Acalyptris trifidus

Scientific classification
- Kingdom: Animalia
- Phylum: Arthropoda
- Clade: Pancrustacea
- Class: Insecta
- Order: Lepidoptera
- Family: Nepticulidae
- Genus: Acalyptris
- Species: A. trifidus
- Binomial name: Acalyptris trifidus Puplesis & Robinson, 2000

= Acalyptris trifidus =

- Authority: Puplesis & Robinson, 2000

Species of moth

Acalyptris trifidus is a moth of the family Nepticulidae. Formally described by Rimantas Puplesis and Gaden S. Robinson in 2000, it is endemic to Belize. It is known from the Chiquibul Forest Reserve in the Cayo District.

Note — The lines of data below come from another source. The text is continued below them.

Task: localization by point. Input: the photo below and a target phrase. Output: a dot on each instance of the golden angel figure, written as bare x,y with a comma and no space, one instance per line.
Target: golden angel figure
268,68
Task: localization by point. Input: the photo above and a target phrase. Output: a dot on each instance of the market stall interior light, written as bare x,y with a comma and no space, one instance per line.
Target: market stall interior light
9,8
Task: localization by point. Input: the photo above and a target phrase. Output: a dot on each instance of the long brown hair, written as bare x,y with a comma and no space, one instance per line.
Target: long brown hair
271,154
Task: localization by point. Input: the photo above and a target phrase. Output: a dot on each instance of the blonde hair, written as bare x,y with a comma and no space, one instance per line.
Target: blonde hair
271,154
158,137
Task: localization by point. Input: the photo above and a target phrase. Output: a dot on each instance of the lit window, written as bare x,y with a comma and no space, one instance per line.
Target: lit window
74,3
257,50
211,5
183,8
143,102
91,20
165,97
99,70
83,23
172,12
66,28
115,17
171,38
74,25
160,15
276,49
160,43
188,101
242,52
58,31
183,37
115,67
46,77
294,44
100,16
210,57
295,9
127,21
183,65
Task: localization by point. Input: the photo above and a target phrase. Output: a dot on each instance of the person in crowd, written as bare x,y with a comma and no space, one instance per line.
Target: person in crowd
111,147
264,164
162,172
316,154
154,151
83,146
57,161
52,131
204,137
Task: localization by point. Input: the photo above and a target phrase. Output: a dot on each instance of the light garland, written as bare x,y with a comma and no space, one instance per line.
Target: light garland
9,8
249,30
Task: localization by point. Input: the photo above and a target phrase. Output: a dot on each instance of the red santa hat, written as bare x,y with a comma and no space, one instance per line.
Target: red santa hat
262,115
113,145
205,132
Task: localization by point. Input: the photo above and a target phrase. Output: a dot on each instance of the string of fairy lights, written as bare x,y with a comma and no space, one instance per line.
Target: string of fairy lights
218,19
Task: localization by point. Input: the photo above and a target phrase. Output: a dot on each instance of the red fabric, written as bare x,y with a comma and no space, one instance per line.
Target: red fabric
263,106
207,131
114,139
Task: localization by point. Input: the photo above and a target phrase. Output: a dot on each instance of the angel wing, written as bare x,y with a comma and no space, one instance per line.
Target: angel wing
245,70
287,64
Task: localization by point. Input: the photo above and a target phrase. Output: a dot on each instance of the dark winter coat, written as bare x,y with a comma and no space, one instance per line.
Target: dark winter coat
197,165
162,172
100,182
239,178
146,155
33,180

It is a small species, with males having a wingspan of 5.1-5.4 mm and a forewing length of 2-2.4 mm.

== Taxonomy ==
Acalyptris trifidus was formally described in 2000 by Rimantas Puplesis and Gaden S. Robinson based on an adult male specimen collected from the Chiquibul Forest Reserve in the Cayo District of Belize. It is part of the A. trifidus species group within the genus.

== Description ==
Acalyptris trifidus is a small species, with males having a wingspan of 5.1-5.4 mm and a forewing length of 2-2.4 mm. The forewing is cream with brownish-black postmedian fascia. The cilia of the forewing are cream and the undersurface is cream-brown. The hindwing is cream-brown with cream cilia. The thorax and tegulae are cream-coloured. The abdomen is purely cream in colour. The head has cream-coloured palps and an extremely light yellowish-cream frontal tuft. The legs are cream-coloured and the antennae are ochre with a cream wash.

== Distribution ==
Acalyptris trifidus is endemic to Belize, where it is known from the Las Cuevas Biological Station in the Chiquibul Forest Reserve in the Cayo District. The caterpillars of this moth feed on Lonchocarpus lineatus.